Paul van Dyk i Ferry Corsten na 128 bpm
Jeszcze kilka lat temu coś podobnego było nie do pomyślenia. Dwóch z czterech najsławniejszych trancowców na świecie nagrywają muzykę w prędkości 128 bpm? Corstenowi to się już, owszem, zdarzało – choćby płyta „L.E.F” była skokiem w bok od trance’u, zdarzały się tam stosunkowo wolne rzeczy.
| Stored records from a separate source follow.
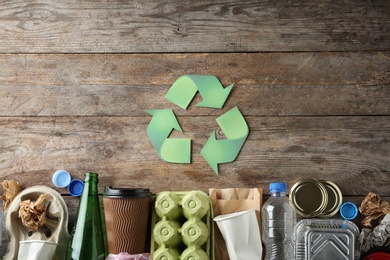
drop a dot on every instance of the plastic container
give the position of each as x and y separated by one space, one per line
278 221
326 239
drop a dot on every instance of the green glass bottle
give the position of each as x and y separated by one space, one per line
87 237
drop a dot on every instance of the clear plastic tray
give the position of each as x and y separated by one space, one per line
326 239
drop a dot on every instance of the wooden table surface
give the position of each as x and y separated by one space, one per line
312 80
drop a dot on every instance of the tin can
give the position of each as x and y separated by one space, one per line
309 197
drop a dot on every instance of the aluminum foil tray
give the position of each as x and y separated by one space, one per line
334 239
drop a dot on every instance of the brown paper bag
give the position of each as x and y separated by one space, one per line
225 201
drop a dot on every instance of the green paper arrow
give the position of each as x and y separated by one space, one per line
174 150
184 90
236 131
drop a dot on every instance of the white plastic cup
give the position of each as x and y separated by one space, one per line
242 235
36 250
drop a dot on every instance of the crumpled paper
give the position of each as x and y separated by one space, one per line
378 237
372 208
11 189
33 214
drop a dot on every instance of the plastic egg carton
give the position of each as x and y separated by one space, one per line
182 226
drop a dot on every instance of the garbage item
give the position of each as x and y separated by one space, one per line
182 220
127 214
36 250
33 214
11 189
372 208
326 239
54 230
348 210
61 178
377 237
75 188
242 234
126 256
230 200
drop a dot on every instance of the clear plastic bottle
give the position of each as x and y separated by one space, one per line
278 221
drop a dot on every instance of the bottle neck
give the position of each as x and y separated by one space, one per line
278 194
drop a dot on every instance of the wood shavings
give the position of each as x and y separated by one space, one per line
372 208
33 214
11 189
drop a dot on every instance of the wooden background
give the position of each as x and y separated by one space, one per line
311 79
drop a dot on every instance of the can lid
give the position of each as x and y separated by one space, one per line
277 187
348 210
61 178
309 197
75 188
125 192
335 199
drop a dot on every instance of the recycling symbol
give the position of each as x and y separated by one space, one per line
214 95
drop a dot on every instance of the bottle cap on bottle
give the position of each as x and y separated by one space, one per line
348 210
75 188
61 178
278 187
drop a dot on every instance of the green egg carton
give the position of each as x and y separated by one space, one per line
182 227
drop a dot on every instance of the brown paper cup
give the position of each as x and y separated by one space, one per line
127 216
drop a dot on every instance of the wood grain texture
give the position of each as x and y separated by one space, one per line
43 26
312 80
126 85
351 151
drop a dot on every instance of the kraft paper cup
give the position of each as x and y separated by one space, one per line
36 250
242 235
127 218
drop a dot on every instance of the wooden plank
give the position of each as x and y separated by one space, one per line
365 68
126 85
44 26
351 151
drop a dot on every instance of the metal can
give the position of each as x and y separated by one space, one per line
309 197
335 199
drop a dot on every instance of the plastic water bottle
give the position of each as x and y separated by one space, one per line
278 221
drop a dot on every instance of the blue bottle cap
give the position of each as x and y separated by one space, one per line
61 178
75 188
278 187
348 210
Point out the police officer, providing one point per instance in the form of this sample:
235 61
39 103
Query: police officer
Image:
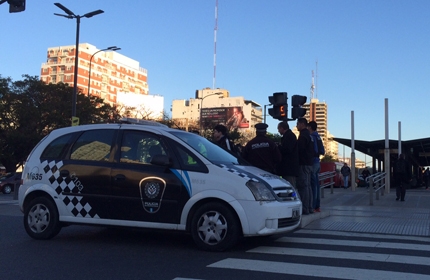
261 151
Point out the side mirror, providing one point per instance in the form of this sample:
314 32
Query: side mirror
162 160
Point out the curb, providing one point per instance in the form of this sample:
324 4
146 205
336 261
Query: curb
307 219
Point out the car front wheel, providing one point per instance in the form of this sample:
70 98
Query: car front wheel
41 219
215 227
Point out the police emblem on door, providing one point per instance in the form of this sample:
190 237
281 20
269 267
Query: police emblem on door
151 193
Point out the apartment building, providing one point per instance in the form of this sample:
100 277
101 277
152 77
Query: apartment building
111 72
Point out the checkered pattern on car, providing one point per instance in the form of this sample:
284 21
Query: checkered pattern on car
76 204
239 173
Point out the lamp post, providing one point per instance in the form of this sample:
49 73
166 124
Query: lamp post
201 107
113 48
71 15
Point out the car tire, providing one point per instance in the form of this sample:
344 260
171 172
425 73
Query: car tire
41 219
215 227
7 189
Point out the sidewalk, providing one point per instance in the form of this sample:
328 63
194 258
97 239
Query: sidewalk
347 210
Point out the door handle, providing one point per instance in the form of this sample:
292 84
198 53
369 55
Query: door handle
64 173
119 177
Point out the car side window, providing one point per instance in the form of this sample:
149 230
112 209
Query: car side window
93 145
189 161
57 147
139 147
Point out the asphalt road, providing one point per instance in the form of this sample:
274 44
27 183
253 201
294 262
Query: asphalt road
83 252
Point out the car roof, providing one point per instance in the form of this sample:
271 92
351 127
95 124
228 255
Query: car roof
140 125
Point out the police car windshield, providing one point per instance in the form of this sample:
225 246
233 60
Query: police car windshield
206 148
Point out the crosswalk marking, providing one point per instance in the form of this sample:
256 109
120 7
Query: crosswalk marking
342 255
368 235
315 270
355 243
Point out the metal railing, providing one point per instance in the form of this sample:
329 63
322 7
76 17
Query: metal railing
323 177
376 185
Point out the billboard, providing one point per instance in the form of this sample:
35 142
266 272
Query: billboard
136 105
231 117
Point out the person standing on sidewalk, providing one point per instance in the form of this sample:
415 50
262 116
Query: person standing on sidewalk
316 167
306 153
346 172
402 176
289 166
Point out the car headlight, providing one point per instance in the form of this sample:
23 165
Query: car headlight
260 191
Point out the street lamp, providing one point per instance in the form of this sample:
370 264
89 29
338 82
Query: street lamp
113 48
71 15
201 106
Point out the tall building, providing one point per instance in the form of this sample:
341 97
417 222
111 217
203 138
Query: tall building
317 111
111 72
215 106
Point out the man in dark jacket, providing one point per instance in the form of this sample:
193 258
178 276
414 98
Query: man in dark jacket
306 155
289 166
402 176
221 138
261 151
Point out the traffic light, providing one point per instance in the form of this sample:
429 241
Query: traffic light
297 103
16 6
280 105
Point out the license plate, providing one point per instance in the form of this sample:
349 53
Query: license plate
296 213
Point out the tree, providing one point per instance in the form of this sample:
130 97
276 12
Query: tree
30 109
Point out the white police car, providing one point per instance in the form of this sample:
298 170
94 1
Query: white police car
151 176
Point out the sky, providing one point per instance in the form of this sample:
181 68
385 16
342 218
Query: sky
363 52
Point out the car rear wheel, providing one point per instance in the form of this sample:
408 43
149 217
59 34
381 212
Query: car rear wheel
41 219
7 189
215 227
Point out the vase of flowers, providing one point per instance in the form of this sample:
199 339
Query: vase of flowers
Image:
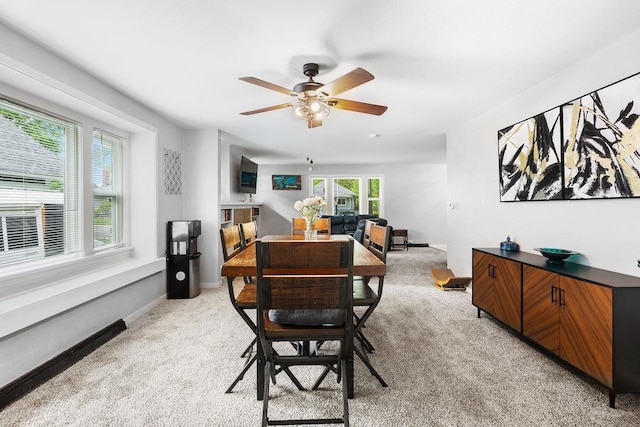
311 208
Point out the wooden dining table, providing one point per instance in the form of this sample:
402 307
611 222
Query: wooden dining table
365 263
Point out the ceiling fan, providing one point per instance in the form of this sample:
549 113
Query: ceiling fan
314 99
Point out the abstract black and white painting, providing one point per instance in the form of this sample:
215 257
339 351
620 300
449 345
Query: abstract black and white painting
601 143
172 172
530 159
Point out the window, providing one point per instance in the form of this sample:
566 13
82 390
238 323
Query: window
38 184
107 189
347 196
373 196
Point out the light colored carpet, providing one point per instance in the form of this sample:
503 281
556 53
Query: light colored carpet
444 366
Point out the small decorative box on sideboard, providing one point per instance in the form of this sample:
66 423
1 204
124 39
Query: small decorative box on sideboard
586 316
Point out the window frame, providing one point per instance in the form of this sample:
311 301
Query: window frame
363 197
25 276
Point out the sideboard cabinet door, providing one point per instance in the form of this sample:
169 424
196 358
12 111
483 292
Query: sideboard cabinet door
497 288
482 287
586 328
541 314
507 304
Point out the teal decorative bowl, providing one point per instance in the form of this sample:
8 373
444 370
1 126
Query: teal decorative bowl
555 256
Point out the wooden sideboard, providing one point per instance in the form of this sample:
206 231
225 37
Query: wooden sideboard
586 316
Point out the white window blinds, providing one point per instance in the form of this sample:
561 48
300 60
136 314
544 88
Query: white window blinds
38 184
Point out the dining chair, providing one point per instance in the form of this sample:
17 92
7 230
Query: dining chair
322 225
243 300
366 239
368 298
305 294
248 235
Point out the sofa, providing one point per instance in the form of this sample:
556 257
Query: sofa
354 224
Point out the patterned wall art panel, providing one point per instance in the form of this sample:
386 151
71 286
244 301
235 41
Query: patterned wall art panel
172 172
530 159
602 143
588 148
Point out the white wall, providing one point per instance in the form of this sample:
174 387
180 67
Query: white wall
201 198
48 79
605 232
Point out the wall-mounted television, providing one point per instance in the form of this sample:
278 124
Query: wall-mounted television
248 179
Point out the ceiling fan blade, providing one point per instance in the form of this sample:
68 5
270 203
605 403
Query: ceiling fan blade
358 107
314 123
268 85
346 82
263 110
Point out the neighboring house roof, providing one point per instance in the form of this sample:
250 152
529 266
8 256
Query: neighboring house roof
339 190
23 156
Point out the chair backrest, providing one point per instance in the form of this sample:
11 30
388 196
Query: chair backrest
231 240
323 225
378 240
249 232
305 275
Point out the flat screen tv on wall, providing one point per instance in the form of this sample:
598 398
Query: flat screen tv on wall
248 178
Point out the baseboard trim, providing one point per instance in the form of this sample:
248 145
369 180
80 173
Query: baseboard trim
23 385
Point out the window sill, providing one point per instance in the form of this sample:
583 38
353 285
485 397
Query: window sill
22 310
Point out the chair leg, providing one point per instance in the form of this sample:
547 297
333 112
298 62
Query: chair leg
289 374
345 393
249 350
244 371
366 361
366 344
322 376
265 400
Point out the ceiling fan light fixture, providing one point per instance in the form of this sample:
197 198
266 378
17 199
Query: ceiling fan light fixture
311 108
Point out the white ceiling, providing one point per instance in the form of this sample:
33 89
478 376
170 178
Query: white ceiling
436 62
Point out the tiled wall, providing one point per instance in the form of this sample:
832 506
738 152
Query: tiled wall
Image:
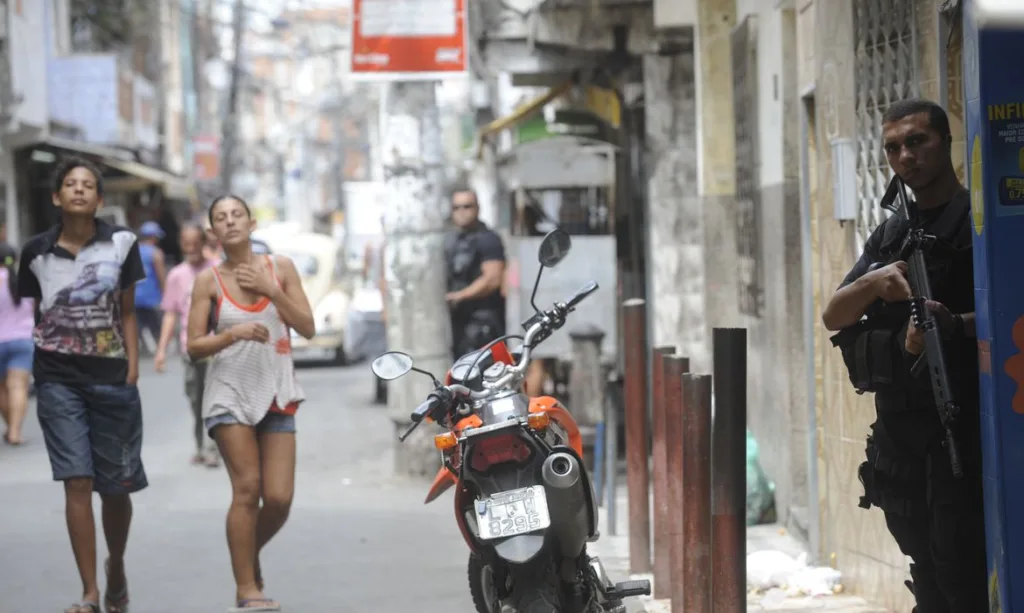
871 563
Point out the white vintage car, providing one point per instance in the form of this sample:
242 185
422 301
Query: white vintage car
320 262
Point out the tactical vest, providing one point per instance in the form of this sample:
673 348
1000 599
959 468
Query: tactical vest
872 348
463 261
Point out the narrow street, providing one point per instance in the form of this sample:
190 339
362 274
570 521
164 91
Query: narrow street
357 539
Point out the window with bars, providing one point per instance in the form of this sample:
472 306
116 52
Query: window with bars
886 71
578 211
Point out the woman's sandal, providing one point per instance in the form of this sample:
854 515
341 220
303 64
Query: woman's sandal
255 605
115 603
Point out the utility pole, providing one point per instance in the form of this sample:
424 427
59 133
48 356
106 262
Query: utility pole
339 159
414 259
230 128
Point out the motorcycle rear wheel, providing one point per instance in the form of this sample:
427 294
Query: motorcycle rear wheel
535 586
481 585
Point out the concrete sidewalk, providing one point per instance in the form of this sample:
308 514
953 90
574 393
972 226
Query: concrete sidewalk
613 552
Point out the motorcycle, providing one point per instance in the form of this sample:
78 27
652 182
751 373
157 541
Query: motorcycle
523 499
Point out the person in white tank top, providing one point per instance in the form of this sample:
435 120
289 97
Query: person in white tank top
251 393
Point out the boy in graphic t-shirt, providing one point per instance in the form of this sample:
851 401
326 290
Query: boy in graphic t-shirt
82 273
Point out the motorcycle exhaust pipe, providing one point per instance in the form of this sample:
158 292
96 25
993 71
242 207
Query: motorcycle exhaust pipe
566 491
560 471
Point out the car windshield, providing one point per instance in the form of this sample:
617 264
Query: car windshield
306 264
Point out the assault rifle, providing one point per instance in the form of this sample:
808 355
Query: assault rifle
912 251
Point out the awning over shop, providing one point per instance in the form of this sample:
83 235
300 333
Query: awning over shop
520 114
137 177
141 176
558 163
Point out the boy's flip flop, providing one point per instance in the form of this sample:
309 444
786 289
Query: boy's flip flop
115 603
257 604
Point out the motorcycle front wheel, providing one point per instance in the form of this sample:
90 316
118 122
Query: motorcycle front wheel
535 586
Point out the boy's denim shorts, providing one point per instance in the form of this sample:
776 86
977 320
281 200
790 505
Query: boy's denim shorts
272 422
15 355
95 431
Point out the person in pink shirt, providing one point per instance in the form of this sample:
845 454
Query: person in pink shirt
176 301
16 322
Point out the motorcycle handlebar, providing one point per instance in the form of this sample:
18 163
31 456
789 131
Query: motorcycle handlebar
583 293
428 406
546 322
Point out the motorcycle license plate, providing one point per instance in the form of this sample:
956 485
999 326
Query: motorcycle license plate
514 512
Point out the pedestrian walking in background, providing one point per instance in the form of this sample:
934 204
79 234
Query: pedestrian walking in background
475 260
16 321
83 273
251 394
148 292
176 302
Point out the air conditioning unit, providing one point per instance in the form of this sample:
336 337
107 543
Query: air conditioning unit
675 13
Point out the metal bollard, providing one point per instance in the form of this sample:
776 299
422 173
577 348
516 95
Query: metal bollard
587 383
729 471
611 465
637 471
599 469
675 367
696 575
663 562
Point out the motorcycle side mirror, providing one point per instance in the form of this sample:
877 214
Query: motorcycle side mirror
391 365
394 364
554 248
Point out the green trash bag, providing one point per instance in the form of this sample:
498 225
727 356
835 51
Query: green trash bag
760 490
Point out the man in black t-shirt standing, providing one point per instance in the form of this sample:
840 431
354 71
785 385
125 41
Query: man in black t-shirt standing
475 260
82 273
935 518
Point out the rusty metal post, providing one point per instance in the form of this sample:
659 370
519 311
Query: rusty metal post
675 367
696 568
637 472
729 471
663 562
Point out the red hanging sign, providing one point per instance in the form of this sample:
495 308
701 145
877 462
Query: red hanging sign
407 40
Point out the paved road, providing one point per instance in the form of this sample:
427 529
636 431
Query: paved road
358 539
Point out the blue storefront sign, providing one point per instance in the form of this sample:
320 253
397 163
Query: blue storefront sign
994 88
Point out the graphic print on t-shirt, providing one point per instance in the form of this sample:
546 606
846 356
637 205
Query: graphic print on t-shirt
80 312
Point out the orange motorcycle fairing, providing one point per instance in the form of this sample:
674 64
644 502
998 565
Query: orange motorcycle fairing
445 478
560 416
462 499
442 482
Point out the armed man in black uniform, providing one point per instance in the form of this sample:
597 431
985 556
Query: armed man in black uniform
935 517
475 261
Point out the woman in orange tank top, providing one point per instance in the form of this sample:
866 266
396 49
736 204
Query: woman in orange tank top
251 394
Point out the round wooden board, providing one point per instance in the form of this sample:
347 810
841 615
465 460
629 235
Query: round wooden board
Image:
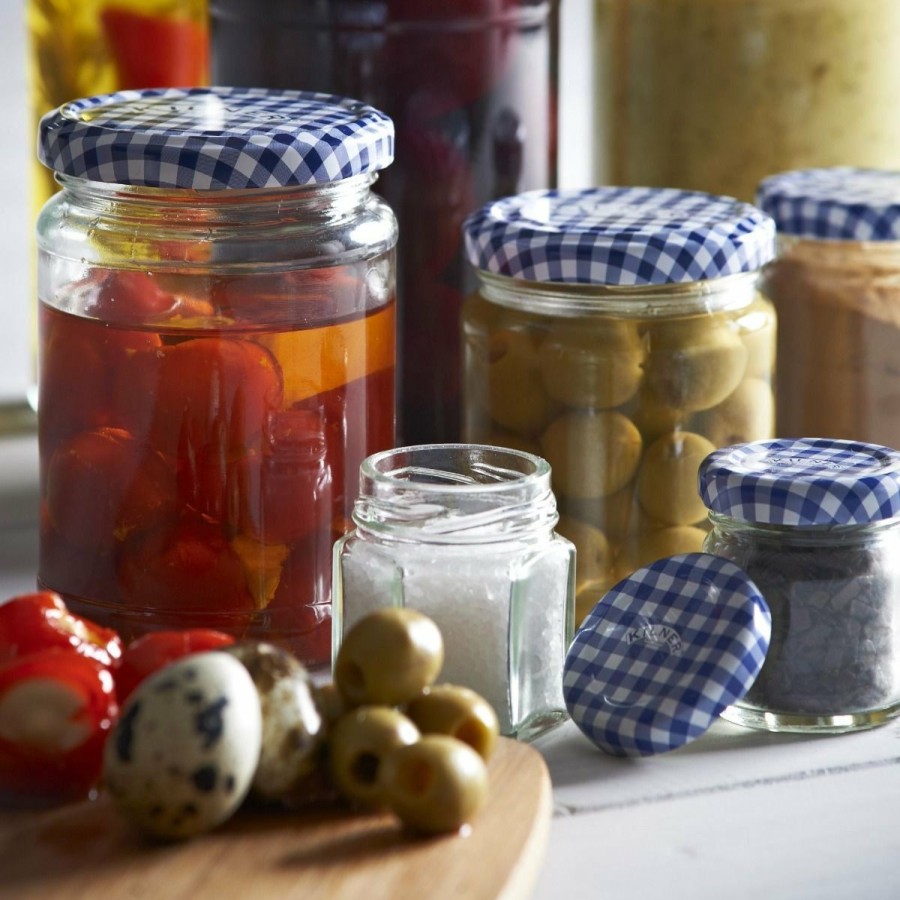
87 850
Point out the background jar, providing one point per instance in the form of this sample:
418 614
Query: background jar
836 287
464 534
217 355
715 96
815 524
471 88
585 344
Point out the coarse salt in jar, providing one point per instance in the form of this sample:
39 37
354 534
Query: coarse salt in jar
836 288
217 354
815 524
464 534
619 334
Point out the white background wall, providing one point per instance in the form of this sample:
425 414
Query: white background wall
17 147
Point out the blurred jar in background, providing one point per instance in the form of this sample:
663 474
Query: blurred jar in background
714 96
471 87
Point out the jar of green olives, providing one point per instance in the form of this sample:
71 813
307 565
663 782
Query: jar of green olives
465 534
619 334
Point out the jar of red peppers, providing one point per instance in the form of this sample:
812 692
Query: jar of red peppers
471 86
217 354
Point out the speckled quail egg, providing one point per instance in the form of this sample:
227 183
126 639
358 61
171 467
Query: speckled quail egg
292 724
185 749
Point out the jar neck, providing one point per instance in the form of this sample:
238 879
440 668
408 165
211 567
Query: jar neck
808 535
321 203
643 301
455 494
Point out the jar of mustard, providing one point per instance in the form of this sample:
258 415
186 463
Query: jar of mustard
217 354
619 334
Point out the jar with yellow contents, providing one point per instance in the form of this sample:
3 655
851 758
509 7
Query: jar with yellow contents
619 334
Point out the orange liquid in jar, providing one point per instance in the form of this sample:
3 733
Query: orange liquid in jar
200 446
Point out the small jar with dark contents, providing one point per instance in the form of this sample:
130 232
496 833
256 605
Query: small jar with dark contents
815 524
619 334
217 346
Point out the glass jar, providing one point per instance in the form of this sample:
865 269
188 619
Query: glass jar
619 334
471 87
836 286
464 534
815 524
715 96
216 291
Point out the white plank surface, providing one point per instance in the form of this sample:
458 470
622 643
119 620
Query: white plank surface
735 815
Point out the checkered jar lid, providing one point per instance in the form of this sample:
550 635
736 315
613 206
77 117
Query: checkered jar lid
808 481
215 138
618 236
664 652
839 203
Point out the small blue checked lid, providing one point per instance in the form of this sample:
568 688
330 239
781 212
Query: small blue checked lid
808 481
618 236
839 203
664 652
215 138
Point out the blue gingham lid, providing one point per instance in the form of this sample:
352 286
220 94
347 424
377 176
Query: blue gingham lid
839 203
807 481
664 652
215 138
618 236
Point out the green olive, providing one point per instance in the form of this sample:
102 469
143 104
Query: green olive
693 364
591 454
389 656
435 785
458 712
591 363
359 743
667 481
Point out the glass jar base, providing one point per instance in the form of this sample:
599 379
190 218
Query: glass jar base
808 723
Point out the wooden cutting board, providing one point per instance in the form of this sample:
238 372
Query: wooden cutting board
87 850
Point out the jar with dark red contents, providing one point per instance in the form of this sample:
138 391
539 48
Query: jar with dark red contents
217 354
471 86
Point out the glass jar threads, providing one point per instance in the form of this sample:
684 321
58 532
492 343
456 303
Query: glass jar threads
836 287
471 87
815 523
619 334
464 534
216 290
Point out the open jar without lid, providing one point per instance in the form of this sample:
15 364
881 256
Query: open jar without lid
216 285
815 524
465 534
836 288
619 334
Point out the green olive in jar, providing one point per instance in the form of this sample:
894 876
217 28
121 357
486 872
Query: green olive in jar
590 363
591 454
667 481
695 363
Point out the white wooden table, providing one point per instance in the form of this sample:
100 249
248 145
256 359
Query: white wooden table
735 815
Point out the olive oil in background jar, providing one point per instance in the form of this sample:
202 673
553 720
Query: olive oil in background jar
471 88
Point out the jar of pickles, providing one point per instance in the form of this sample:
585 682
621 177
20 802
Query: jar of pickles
217 354
836 288
619 333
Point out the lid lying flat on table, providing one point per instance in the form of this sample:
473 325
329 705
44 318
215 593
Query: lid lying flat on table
619 236
839 203
663 653
215 138
808 481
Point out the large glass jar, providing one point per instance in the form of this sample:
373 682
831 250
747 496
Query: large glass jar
619 334
216 290
715 95
471 87
464 534
815 524
836 287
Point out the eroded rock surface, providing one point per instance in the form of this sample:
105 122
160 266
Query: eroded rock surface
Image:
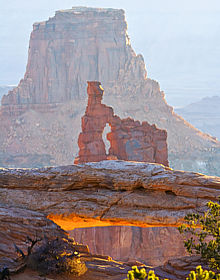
40 118
152 246
96 194
129 139
112 192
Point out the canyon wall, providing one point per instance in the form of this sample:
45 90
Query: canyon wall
40 118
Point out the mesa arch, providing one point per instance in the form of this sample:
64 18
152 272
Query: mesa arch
108 193
129 139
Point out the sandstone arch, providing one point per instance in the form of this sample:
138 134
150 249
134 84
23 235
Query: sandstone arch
129 139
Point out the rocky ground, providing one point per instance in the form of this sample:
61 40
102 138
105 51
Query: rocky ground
40 118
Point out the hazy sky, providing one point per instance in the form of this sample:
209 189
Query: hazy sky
179 40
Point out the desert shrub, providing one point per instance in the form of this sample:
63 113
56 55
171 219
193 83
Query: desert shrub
141 274
57 256
204 231
199 274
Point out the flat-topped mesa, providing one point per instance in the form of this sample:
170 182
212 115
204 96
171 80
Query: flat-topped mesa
129 139
75 45
40 118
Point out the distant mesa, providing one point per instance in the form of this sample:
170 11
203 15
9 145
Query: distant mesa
40 118
129 139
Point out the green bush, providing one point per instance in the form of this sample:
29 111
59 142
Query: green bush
199 274
204 233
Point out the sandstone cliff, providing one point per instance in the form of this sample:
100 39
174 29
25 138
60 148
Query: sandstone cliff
204 115
40 119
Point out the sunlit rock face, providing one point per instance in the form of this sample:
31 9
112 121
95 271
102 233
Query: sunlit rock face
153 246
129 139
40 118
105 193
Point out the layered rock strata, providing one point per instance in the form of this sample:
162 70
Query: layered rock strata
103 193
129 139
40 118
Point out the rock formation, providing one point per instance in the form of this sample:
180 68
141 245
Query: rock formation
129 139
103 193
204 115
40 119
152 245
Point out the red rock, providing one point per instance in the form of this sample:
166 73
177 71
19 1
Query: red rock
129 139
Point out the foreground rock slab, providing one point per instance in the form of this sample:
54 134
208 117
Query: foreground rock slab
93 194
108 193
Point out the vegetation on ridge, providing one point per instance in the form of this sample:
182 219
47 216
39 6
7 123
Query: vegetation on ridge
204 230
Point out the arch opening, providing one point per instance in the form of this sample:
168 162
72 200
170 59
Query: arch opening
106 130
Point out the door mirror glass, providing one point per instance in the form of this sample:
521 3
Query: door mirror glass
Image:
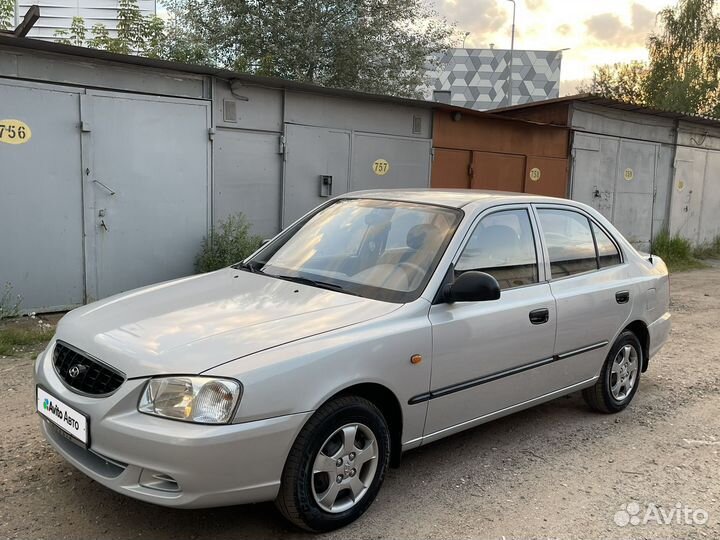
472 286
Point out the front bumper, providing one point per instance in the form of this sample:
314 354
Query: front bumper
168 462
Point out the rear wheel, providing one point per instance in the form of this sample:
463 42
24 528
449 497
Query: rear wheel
620 376
336 466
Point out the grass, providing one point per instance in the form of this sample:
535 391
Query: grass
680 255
19 336
711 250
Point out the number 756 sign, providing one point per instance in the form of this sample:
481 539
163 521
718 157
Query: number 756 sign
14 132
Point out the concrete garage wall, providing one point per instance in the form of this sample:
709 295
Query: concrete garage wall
695 192
61 69
622 166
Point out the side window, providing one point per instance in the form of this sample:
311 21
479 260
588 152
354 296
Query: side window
569 242
608 254
503 246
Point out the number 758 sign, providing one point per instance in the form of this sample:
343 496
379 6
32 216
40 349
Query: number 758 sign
14 132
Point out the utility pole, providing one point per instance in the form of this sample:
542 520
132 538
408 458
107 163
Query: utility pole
512 53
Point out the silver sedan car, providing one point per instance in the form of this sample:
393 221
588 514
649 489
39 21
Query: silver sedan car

Potem jednak Ferry powrócił do korzeni na jakiś czas. Teraz najnowsze kawałki tej dwójki znajdziecie w sklepach z empetrójkami w dziale z muzyką „progressive house”, tam gdzie numery Szwedzkiej Mafii czy Dirty South (gdzie się podział prawdziwy progressive house to już temat na osobną historię). Oba mają dokładnie 128 bpm – to mniej, niż do niedawna miały numery housowe, nie mówiąc o trancowych.
Nowy numer Corstena aż tak nie nie dziwi, poprzedni zapowiadający nowy album „Feel It” był dość podobny. Ferry nakręcił też teledysk, sprawdźcie poniżej. Z kolei najnowsza rzecz od Paula van Dyka to remiks dla Mobiego – dobra robota, nawet słychać tui PvD, ale brzmieniowo spore zaskoczenie, nie uważacie?